Eighteen-year-old Brisbane-based Zavier believes there would be no chance of gaining his driver’s licence in his teens – which he needs to further his employment opportunities -- without support from The Salvation Army’s Drive 4 Life program.

 

Not only has the program given him (to date) the opportunity to gain his learner’s permit and many of the hours needed towards his provisional driver’s licence, but he says the mentoring component has also enhanced his confidence and skills.

 

The Drive 4 Life program (running on various Salvation Army sites around the country) offers often highly disadvantaged young people the opportunity to achieve the mandatory hours needed to gain their provisional licence. The program also stresses respect for the rules of road and for other drivers.

 

Zavier says: “I left school last year and I’m working and a licence is essential (for my future).

 

“I’ve also benefitted from the best of each mentors’ experience,” he continues. “With one mentor we did the basics of driving. He then went overseas and I got a new mentor who had been on the road his whole working life -- so we went into the city and all over Brisbane and now I have much more confidence in city and freeway driving than my friends.”

 

Project worker at The Salvation Army Youth Outreach Service (YOS) Stafford (QLD) site, Wayne Norford agrees that mentoring ‘is the real gold’ in the program, especially for those young people who may not have had healthy adult role models.

 

(Mentors are vigorously screened and a camera operates in the car at all times.)

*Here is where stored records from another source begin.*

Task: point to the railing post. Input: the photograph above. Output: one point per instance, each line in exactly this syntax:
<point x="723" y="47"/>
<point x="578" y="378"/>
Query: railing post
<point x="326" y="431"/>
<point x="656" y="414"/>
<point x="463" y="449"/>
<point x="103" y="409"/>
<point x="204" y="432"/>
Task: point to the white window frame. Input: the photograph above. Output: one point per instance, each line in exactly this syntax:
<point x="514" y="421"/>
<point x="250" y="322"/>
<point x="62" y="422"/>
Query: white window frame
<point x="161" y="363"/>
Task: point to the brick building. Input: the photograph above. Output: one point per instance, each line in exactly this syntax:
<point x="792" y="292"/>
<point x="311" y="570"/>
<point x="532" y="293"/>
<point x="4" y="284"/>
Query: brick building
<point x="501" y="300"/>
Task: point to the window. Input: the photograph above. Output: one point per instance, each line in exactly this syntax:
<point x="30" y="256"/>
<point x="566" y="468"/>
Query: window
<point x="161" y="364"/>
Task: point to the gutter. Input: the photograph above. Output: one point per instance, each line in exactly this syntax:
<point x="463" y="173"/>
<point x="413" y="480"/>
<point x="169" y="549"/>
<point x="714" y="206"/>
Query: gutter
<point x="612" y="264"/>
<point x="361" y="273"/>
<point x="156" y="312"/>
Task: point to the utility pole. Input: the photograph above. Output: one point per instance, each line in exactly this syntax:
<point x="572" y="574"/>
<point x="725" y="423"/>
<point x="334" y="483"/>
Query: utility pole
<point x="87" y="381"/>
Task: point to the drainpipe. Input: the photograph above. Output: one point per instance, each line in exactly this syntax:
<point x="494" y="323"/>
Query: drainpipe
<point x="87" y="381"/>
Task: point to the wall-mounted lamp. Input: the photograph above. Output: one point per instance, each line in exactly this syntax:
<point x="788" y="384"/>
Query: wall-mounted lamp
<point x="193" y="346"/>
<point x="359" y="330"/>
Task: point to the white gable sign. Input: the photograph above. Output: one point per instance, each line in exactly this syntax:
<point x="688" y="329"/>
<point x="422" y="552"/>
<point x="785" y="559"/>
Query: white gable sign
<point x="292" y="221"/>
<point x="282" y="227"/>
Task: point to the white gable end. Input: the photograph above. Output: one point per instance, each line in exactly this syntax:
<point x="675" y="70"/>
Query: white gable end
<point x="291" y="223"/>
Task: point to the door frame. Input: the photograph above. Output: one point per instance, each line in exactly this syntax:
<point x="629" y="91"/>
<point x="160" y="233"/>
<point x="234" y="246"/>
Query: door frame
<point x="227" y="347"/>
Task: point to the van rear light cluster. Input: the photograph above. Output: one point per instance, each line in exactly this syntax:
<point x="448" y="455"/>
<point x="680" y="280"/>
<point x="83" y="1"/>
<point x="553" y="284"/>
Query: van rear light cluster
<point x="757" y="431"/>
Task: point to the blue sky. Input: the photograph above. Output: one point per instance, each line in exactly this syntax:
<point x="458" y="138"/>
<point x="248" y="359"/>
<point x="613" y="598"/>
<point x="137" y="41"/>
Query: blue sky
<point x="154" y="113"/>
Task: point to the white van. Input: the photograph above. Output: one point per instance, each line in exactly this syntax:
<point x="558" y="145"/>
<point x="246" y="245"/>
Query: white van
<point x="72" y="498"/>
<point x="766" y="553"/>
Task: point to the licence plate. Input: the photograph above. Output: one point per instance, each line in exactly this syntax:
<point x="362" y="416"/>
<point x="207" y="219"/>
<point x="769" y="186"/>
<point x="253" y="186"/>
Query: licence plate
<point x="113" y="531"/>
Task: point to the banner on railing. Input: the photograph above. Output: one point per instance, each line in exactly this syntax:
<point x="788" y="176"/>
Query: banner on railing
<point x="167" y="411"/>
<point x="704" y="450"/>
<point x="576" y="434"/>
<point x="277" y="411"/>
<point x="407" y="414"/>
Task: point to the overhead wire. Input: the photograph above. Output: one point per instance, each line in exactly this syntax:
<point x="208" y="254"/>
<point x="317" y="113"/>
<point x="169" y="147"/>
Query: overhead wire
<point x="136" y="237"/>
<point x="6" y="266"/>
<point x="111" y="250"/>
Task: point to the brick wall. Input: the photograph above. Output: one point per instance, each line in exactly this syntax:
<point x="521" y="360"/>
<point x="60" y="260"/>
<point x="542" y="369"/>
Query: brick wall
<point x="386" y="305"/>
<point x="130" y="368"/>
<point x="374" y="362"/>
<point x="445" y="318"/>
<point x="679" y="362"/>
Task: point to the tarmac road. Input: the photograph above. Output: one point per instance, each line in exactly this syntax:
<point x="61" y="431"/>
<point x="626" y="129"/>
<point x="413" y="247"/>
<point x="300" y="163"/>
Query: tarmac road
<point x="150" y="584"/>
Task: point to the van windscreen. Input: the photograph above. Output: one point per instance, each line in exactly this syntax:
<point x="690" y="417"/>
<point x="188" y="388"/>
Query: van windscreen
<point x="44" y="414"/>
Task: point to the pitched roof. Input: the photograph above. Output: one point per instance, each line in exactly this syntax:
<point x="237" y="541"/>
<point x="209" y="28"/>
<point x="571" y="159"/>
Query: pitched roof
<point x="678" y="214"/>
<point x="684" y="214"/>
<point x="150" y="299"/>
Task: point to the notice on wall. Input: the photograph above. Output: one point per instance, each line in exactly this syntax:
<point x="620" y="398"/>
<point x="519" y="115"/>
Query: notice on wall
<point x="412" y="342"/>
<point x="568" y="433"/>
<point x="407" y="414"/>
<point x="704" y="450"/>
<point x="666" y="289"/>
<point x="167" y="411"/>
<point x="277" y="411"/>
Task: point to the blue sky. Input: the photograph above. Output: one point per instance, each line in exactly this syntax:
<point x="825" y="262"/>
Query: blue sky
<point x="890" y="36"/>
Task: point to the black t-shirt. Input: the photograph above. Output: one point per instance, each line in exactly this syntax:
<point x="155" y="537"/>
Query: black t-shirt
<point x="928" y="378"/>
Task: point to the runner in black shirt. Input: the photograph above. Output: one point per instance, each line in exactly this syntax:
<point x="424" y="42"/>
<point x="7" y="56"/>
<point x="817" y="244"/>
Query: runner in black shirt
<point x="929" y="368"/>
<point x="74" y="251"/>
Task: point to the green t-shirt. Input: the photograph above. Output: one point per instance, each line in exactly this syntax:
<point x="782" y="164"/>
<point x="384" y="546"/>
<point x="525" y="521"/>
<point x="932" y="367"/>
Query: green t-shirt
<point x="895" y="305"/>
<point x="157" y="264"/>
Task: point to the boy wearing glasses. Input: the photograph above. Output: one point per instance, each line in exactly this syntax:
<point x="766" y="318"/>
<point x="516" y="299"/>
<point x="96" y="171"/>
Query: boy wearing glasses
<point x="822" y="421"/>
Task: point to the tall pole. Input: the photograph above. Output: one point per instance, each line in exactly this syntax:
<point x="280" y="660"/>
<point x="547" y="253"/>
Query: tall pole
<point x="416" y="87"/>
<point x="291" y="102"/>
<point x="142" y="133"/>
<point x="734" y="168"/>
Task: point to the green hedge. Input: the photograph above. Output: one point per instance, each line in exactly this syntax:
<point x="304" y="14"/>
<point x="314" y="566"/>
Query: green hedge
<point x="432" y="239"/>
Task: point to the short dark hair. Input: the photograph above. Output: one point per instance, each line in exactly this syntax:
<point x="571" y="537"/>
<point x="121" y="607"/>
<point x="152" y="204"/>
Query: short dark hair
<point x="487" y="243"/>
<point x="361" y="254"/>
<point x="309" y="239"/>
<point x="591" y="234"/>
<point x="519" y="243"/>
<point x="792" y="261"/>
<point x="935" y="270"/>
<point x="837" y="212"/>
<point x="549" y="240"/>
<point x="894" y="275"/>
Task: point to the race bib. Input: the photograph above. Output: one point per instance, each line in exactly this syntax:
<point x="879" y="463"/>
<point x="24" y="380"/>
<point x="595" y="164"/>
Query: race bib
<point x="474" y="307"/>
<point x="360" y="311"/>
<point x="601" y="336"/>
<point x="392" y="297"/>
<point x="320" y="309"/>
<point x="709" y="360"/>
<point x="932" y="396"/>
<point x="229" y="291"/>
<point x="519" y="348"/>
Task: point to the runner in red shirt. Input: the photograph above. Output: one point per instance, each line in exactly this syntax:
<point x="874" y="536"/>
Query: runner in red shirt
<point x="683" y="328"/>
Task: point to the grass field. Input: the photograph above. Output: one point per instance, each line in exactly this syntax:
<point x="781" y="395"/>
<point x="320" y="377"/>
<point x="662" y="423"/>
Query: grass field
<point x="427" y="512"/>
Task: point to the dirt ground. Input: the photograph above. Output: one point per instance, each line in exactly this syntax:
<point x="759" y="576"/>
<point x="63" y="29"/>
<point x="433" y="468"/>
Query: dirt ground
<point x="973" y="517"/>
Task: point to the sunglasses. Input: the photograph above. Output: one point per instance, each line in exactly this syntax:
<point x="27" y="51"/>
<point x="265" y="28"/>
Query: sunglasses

Wayne says:  “Often a real rapport is developed while seeing each other once or twice a week for 70, 80, 90 hours and these young people see there are good people in this world.

 “While we need more mentors to keep up with demand -- and particularly would love to see some from within The Salvation Army -- the quality of mentors we do have is outstanding.”

(Recently, two regular mentors from the Stafford site were awarded scholarships in the 2018 The Salvation Army (TSA) Fellows Program (sponsored by Aged Care Plus) which will enable then to train to become fully accredited driving instructors.)

In the later stages of the program, the YOS participants are also encouraged to give something back to the community in terms of service or volunteering.

 

“This program ticks so many boxes,” Wayne continues.  “It is the closest thing we have in Australia to a rite of passage to adulthood.”

 

He says: “The young people get a driver’s licence and these are kids that don’t have mums and dads and vehicles at their disposal. A lot of them are really quite trapped by lack of opportunity. We don’t stereotype -- but many have been severely disadvantaged and felt like failures and start with a lot of negative self-talk going on.

“One boy who came in felt trapped and isolated (and was suicidal)- but after starting the program, he literally got moving in his mind. His confidence grew and then a few months down the road he started applying for a course – now he’s got a qualification and a licence and his life is really moving forward,” Wayne says.

“We see those sorts of transformations all the time!”